“Steve Martin will be selling out in a couple of hours,” Ann Arbor Summer Festival director Robb Woulfe predicted in late April.

After a rocky couple of years, Woulfe is again daring to exhale. After the economy tanked in 2008, both ticket sales and donations plunged by about 30 percent.

Woulfe was forced to eliminate two out of four full-time positions in his office, leaving just himself and general manager Amy Nesbitt. He reduced the number of Mainstage (Power Center) productions from fifteen in 2009 to its current ten. And a “give $3, keep Top of the Park free” campaign nearly tripled donations from visitors to the popular free outdoor music and movies, rising from $14,000 in 2008 to last summer’s take of $50,000.

This year, the Festival has added a low-budget “Fresh Ink” program of free literary and music events held at Arbor Brewing Company and other places. And for the first time the Summer Festival will have its own brand-name beer, “Festival Saison,” sold only at ABC. “One dollar from each pint sold goes back to the festival in support of Top of the Park. So drink up!” says Woulfe. (He describes it as a “light summer beer flavored with lemon zest and orange peel and a hint of ginger.”)

Actor/banjo player Steve Martin and singer k.d. lang are the top headliners of the Mainstage series (which also includes two returnees, the multilingual musicians Pink Martini and the satirists the Capitol Steps). But the most talked-about attraction will probably be the Amococo luminarium, a 10,000-square-foot “walk-in art installation” that will be set up on Palmer Field from Thursday, June 23 to Sunday, June 26 (see Events). “Up to eighty people at a time (for $5 admission) can explore the intricately designed inflatable structure, which, on sunny days, transmits a stunning stream of color. (In case of heavy rain, the luminarium will be deflated.)

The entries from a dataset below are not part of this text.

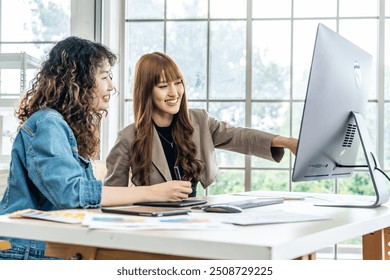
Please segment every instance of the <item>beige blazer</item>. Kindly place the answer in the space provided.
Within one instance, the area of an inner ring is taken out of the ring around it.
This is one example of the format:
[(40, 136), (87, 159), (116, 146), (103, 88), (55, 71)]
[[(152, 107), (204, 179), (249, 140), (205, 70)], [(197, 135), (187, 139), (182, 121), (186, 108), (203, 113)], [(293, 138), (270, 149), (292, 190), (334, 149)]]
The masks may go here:
[[(215, 148), (254, 155), (267, 160), (279, 162), (283, 148), (272, 148), (275, 134), (256, 129), (233, 127), (225, 122), (210, 117), (206, 110), (190, 109), (190, 118), (194, 127), (193, 140), (196, 145), (196, 157), (205, 163), (200, 183), (204, 188), (212, 184), (218, 175)], [(140, 185), (131, 182), (130, 154), (134, 140), (134, 124), (130, 124), (118, 133), (114, 147), (107, 159), (107, 174), (104, 185), (127, 186)], [(152, 151), (152, 173), (150, 184), (158, 184), (172, 180), (164, 150), (154, 130)]]

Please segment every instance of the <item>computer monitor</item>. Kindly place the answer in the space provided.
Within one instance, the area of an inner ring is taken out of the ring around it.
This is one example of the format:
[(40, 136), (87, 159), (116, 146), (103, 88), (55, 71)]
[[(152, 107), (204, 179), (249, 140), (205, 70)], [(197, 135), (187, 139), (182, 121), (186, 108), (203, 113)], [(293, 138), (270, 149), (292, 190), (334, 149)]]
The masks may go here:
[(364, 123), (374, 81), (372, 56), (323, 24), (317, 28), (295, 157), (293, 182), (351, 176), (363, 148), (375, 197), (322, 206), (376, 207), (389, 191)]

The recession exacerbated problems caused by the disappearance of Pfizer and the erosion of Borders, two once-important donors. The Toyota Technical Center is currently the largest corporate donor; it’s pledged $25,000 a year through the 2014 festival season. Bank of Ann Arbor and Howard Cooper Imports remain generous givers.

“The past two years have been very challenging. I don’t try to hide that,” says Woulfe. “Just tweaking the model based on the economic climate … We’ve been forced to embrace that.” But Woulfe stresses, “I love this event and I love what it represents in the community. I’m honored to be director of such a well-loved community tradition.”

As Woulfe predicted, the last tickets for the Steve Martin concert were snapped up the day he was interviewed. “We sold out later that afternoon,” he reported afterwards, “which was quickly followed by phone calls from all the grumpy people who didn’t purchase their tickets sooner.”